# 55 chevy



## BRGTold

This is my neighbor's 55..  Dang that's alot of money..It's nice but..Dang that's alot of money.... http://cgi.ebay.com/ebaymotors/Chev...2805979?pt=US_Cars_Trucks&hash=item2568d8745b


----------



## BRGTold

[ame="http://www.youtube.com/watch?v=Mlxw39Ywj6E"]One bad 55      - YouTube[/ame]


----------



## REDDOGTWO

Just a few dollars more than when it was new.


----------



## joec

BRGTold said:


> This is my neighbor's 55.. Dang that's alot of money..It's nice but..Dang that's alot of money.... http://cgi.ebay.com/ebaymotors/Chev...2805979?pt=US_Cars_Trucks&hash=item2568d8745b


 
That one reminds me of the one I built all through high school and my father blew up. I spent 3 years building every part of that car and it took him a trip around the block to over rev it by 2 grand and blow the engine to trash. It red lined at 9K but the tack showed he had taken it to 11K. It also had a fiberglass tilt forward front cap, doors and trunk lid plus a tube front axial.

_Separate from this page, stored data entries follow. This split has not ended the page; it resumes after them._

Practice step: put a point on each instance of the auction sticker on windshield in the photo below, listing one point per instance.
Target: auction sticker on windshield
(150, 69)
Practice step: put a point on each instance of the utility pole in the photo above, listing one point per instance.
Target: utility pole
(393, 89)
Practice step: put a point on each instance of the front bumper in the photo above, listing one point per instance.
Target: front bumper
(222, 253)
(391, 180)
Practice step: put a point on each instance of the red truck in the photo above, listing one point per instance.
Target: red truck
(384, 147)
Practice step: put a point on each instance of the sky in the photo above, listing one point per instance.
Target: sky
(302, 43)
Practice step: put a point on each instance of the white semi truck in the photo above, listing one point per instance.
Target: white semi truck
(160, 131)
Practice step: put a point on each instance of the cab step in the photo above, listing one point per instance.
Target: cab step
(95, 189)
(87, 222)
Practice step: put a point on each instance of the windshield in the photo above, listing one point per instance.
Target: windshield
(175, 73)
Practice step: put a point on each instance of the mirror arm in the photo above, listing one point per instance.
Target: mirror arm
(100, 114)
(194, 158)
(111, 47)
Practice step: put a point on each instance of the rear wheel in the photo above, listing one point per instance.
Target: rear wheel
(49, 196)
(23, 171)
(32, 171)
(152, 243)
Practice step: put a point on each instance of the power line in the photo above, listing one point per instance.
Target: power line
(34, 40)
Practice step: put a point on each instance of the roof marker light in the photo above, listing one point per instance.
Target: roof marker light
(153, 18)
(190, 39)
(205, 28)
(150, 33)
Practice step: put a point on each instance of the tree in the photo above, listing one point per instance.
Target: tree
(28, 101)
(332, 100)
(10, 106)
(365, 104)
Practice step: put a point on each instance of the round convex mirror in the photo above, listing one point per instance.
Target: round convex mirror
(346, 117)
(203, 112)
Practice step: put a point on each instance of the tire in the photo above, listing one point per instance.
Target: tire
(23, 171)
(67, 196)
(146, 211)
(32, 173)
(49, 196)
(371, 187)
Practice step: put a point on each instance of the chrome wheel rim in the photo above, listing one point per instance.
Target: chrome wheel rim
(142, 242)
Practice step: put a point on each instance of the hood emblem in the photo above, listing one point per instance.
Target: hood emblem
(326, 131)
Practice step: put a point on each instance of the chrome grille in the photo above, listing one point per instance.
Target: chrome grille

It was my first real race car and turned the 1/4 in very low 11 sec range. I actually ran 1/10 of second off of a national record in 65. It ran in the old NHRA B gas class.


----------



## fogtender

joec said:


> That one reminds me of the one I built all through high school and my father blew up. I spent 3 years building every part of that car and it took him a trip around the block to over rev it by 2 grand and blow the engine to trash. It red lined at 9K but the tack showed he had taken it to 11K. It also had a fiberglass tilt forward front cap, doors and trunk lid plus a tube front axial. It was my first real race car and turned the 1/4 in very low 11 sec range. I actually ran 1/10 of second off of a national record in 65. It ran in the old NHRA B gas class.




Well did he help replace the engine or use that as a training moment to instill the point about you don't loan cars out to people, even dad's?


----------